The Regulatory Framework
BICMA was established under the 2018 Act as a successor to earlier regulatory bodies, consolidating oversight across converging technology and media platforms into a single institution. Following the Civil Service Reform Act of 2022, a previously separate Media Council was merged into BICMA, concentrating regulatory authority further. BICMA's five members are appointed by the government — an institutional design that critics argue structurally limits its independence from executive direction, regardless of the intentions of individual appointees.
The Act covers licensing of media organisations, content standards, advertising regulation, and the obligations of broadcasters. The Broadcasting Policy of the Royal Government sets out the framework for public service broadcasting obligations and spectrum allocation. BICMA's Rules and Regulations on Content (2019) establish standards for decency and appropriateness, emphasising self-regulation by content creators while providing enforcement mechanisms for violations.
The Media Landscape
Bhutan's media sector is small relative to the country's geographic and demographic scale. BBS — the state-owned television and radio broadcaster — remains the dominant broadcast voice, particularly for rural and elderly audiences. Kuensel, founded in 1967, is the national newspaper with a government-linked ownership structure. Private newspapers include The Bhutanese and Bhutan Observer, and an expanding ecosystem of online-only news platforms has emerged since the mid-2010s. The financial viability of private media is constrained by Bhutan's small advertising market and the dominance of government-linked organisations as major advertisers — a structural dependency that many journalists identify as a factor shaping editorial caution.
Press Freedom Decline
Bhutan ranked 33rd in the Reporters Without Borders World Press Freedom Index in 2022. By 2024 the ranking had fallen to 147th, and in 2025 it dropped further to 152nd — a decline of 119 places in three years that RSF described as one of the most dramatic globally over that period. Journalists and press freedom advocates have attributed the decline to several intersecting factors: difficulties obtaining access to government-held information, cultural norms of deference to authority that produce pervasive self-censorship (reported at 84 per cent of journalists in one survey), the use of defamation and sedition provisions that carry reputational and professional risks, and a regulatory environment in which BICMA's government-appointed leadership may not be perceived as providing genuine independence.

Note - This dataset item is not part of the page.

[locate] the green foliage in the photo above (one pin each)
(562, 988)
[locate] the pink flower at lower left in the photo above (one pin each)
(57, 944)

An assessment by the Journalists' Association of Bhutan identified a regulatory arbitrage problem: BICMA maintains stringent oversight over licensed mainstream media, while identical content published on social media by unlicensed individuals or foreign platforms is largely unregulated in practice. This asymmetry disadvantages professional journalism relative to unverified online content.
Online Media and Emerging Platforms
Online-only news platforms have grown rapidly since 2015, operating in a regulatory grey area where BICMA's licensing framework for traditional media does not map cleanly onto web-based publications or social media content creators. Several online outlets cover political and social affairs with more pointed commentary than their print counterparts, reflecting both the lower barriers to entry and the greater difficulty of enforcing compliance against platforms with limited physical presence. The Namgay Zam defamation case — involving a prominent journalist charged with criminal defamation following social media commentary — became an internationally cited illustration of the tensions between Bhutan's legal framework for expression and the expectations of a digital media environment. The case drew condemnation from press freedom organisations and contributed to Bhutan's declining RSF rankings.
References
- "Bhutan." Reporters Without Borders World Press Freedom Index.
- "Freedom in Chains: Why Bhutan's media laws are holding back journalism." Journalists' Association of Bhutan.
- "Why Bhutan's press freedom ranking has declined to the worst ever." The Bhutanese.
- "Information, Communications and Media Act of Bhutan 2018." IFJ.
- "BICMA — Background." Bhutan InfoComm and Media Authority.